Contoh sang Budha, harus pergi dari kerajaannya, kita tidak memahami apa yang menyebabkan Budha atau Sidharta Gautama itu pergi dari kerajaannya. Bahkan tidak mungkin ada satu manusiapun yang mau pergi meninggalkan kenyamanan dalam hidupnya tanpa paksaan. Tentu ada sebuah pemantik besar suatu permasalahan didalam internal itu yang membuat sang Budha harus pergi. Itu semua bukanlah kehendaknya, tetapi kehendak jiwa yang sudah melewati ribuan kalpa pengalaman kehidupan, jiwamya telah matang.
Atau Pandawa yang kalah judi, judi bisa saja pertarungan bisnis dalam menjalani hidup ini, atau tersandung kasus yang merubah total hidup kita. Istri dan keluarga minggat hilang dari radar kita, harta tersita pihak yang berwajib atau tertipu dan sebagainya. Bahkan diri ini seperti asing, berbeda dengan kehidupan sebelumnya sebagai anak raja atau apalah yang lebih.
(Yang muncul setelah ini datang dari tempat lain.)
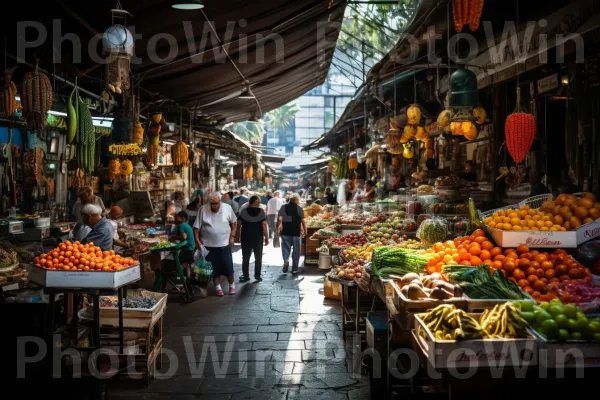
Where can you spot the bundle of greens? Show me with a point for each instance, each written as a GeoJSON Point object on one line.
{"type": "Point", "coordinates": [388, 261]}
{"type": "Point", "coordinates": [480, 283]}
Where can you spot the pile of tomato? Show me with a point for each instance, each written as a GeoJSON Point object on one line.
{"type": "Point", "coordinates": [82, 257]}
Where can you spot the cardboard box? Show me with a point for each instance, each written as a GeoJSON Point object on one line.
{"type": "Point", "coordinates": [84, 279]}
{"type": "Point", "coordinates": [488, 353]}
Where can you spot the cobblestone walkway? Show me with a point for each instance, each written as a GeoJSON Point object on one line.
{"type": "Point", "coordinates": [277, 339]}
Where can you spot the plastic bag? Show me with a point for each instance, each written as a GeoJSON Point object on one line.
{"type": "Point", "coordinates": [433, 230]}
{"type": "Point", "coordinates": [202, 272]}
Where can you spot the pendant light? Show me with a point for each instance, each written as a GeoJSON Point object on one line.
{"type": "Point", "coordinates": [187, 4]}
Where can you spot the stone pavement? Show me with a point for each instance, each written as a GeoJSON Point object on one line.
{"type": "Point", "coordinates": [277, 339]}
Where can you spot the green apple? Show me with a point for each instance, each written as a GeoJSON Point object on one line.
{"type": "Point", "coordinates": [563, 335]}
{"type": "Point", "coordinates": [550, 328]}
{"type": "Point", "coordinates": [562, 321]}
{"type": "Point", "coordinates": [570, 311]}
{"type": "Point", "coordinates": [556, 309]}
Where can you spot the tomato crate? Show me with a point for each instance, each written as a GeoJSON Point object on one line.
{"type": "Point", "coordinates": [408, 308]}
{"type": "Point", "coordinates": [477, 353]}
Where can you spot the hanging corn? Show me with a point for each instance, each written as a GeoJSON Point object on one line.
{"type": "Point", "coordinates": [519, 130]}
Semua itu berakhir? Ternyata tidak. Hidup harus berjalan lebih berat, lebih sederhana dan lebih menderita. Sebenarnya tidak demikian, kita terlahir kembali sebagai orang yang berbeda sesuai skenario arus sungai tadi. Sejatinya hidup lebih simple, lebih aktif, lebih sederhana, lebih gesit dan sebagainya. Itu akan membuat kebijaksanaan kita lebih tinggi dari sebelumnya, hidup ini sementara dan bergegas, berlomba-lonba menuju sang sumber yakni Tuhan.
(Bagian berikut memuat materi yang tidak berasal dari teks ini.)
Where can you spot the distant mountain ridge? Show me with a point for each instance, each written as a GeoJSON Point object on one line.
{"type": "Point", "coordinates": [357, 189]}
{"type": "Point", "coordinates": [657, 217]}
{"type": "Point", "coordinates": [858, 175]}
Jadi, nikmati setiap gerak perahumu agar tidak oleng dan kandas terbentur-bentur batu sungai. Niscaya semua ini tidak ada yang sia-sia, bila saatnya tiba semua kekayaanmu (kerajaan) sang Budha atau Pandawamu kembali, dirimu tidak akan merasa sangat terikat dan beban terhadap itu semua, karena kebijaksanaan yang sudah tumbuh dan ingin kembali kepada sumber segala sumber kehidupan.